Jacques Rivet, Université Laval, Le Soleil

L’abondance de commentaires journalistiques de tout style agace et même exaspère la députée démissionnaire de Bourget, Diane Lemieux, selon les confidences qu’elle a livrées à l’émission Tout le monde en parle, le dimanche  30 septembre dernier. De fait, ils sont devenus une loquacité excessive de la communication publique qui a envahi l’espace médiatique au cours des dernières années. Le journalisme québécois cultive à nouveau l’opinion journalistique en étant, cependant, délesté de sa nature explicitement partisane de jadis. Les chroniqueurs ont supplanté les éditorialistes en tant que figures d’autorité de la parole publique. Deux tendances extrêmes délimitent cette loquacité à l’intérieur de laquelle s’insèrent les styles rédactionnels des chroniqueurs: ceux qui révèlent des faits inédits de coulisses et ceux qui parlent avant tout d’eux-mêmes pour se faire admirer, à l’exemple de l’illustre Pierre Foglia.

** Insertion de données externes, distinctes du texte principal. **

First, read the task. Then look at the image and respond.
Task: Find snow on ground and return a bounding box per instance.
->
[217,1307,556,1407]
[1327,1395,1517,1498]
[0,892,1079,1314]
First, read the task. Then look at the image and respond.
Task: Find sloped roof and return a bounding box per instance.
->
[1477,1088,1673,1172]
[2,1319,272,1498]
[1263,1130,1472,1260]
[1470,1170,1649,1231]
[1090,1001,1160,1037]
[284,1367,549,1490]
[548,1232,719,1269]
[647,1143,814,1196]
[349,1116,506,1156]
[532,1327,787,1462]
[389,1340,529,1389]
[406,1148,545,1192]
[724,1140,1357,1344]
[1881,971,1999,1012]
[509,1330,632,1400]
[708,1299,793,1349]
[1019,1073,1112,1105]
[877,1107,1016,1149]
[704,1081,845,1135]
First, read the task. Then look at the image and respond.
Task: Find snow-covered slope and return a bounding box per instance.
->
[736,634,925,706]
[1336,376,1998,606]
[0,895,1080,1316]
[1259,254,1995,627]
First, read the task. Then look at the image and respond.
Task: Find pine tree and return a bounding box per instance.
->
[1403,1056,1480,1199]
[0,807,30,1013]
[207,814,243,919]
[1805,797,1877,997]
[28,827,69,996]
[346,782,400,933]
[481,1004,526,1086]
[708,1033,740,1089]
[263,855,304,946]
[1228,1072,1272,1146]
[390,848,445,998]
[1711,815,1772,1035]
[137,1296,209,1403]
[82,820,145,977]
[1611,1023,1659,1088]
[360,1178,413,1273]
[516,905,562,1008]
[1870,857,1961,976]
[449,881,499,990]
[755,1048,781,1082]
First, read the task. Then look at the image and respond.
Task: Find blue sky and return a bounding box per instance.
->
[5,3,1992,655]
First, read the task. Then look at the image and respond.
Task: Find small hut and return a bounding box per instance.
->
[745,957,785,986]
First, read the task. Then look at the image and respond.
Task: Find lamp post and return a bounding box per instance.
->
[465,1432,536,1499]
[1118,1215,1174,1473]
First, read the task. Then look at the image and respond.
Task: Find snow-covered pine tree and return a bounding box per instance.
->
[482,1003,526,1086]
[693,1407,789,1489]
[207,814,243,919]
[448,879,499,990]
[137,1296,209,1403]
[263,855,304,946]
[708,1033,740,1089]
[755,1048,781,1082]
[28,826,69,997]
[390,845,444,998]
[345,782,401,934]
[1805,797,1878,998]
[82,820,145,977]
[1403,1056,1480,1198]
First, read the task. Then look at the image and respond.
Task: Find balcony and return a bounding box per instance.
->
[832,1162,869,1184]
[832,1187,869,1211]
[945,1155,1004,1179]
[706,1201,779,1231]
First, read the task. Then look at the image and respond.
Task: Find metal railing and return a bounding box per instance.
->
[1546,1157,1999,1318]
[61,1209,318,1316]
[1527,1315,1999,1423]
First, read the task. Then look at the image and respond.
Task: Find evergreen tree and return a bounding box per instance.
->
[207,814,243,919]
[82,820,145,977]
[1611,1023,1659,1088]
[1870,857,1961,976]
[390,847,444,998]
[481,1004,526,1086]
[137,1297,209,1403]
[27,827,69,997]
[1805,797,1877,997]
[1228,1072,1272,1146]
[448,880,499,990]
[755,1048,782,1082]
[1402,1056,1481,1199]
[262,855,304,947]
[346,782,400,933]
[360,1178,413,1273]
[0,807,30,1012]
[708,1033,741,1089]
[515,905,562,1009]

Gilbert Lavoie, journaliste très expérimenté, est un chroniqueur qui se rapproche davantage de la première tendance que de la seconde. Sa chronique du mardi 2 octobre 2007 intitulée «Le p’tit Coderre», laquelle faisait suite au conseil général de l’ADQ à Victoriaville, la semaine dernière, en est un exemple patent. Lavoie, posté «à l’arrière de la salle» où se tenaient les débats, a observé le comportement du député de Marguerite-D’Youville, Simon-Pierre Diamond, «(diriger) le trafic vers les microphones afin de bloquer les résolutions ».

Gilbert Lavoie livre au public de son journal des faits inédits de paroles et de comportements sur lesquels il fait reposer son interprétation de ce qui s’est passé :«(..) Dans un parti qui se veut plus démocrate que les autres, écrit-il, on aurait dû laisser la chance aux militants de défendre leurs idées.» Puis il pose un geste d’une remarquable équité : il téléphone au député Diamond pour l’informer de l’interprétation qu’il donne à son comportement. Celui-ci, précise  Gilbert Lavoie, «a reconnu avoir dirigé cette opération, mais a nié avoir tout bloqué.»

Le chroniqueur n’a pas perdu son sens éthique de la démarche du reporter : présenter les deux côtés d’une question pour une plus grande équité de l’information de presse. Et lorsque la chronique est appuyée sur des faits, particulièrement inédits, pour interpréter la signification sociale et politique des événements, elle se renouvelle elle-même au jour le jour. Et si en plus, elle donne simultanément la parole aux cibles qu’elle vise, elle met en pratique un principe d’équité de la communication publique. On doit donc conclure que, dans la présente chronique, Le p’tit Coderre a été un personnage politique de l’ADQ créé par l’équitable Lavoie.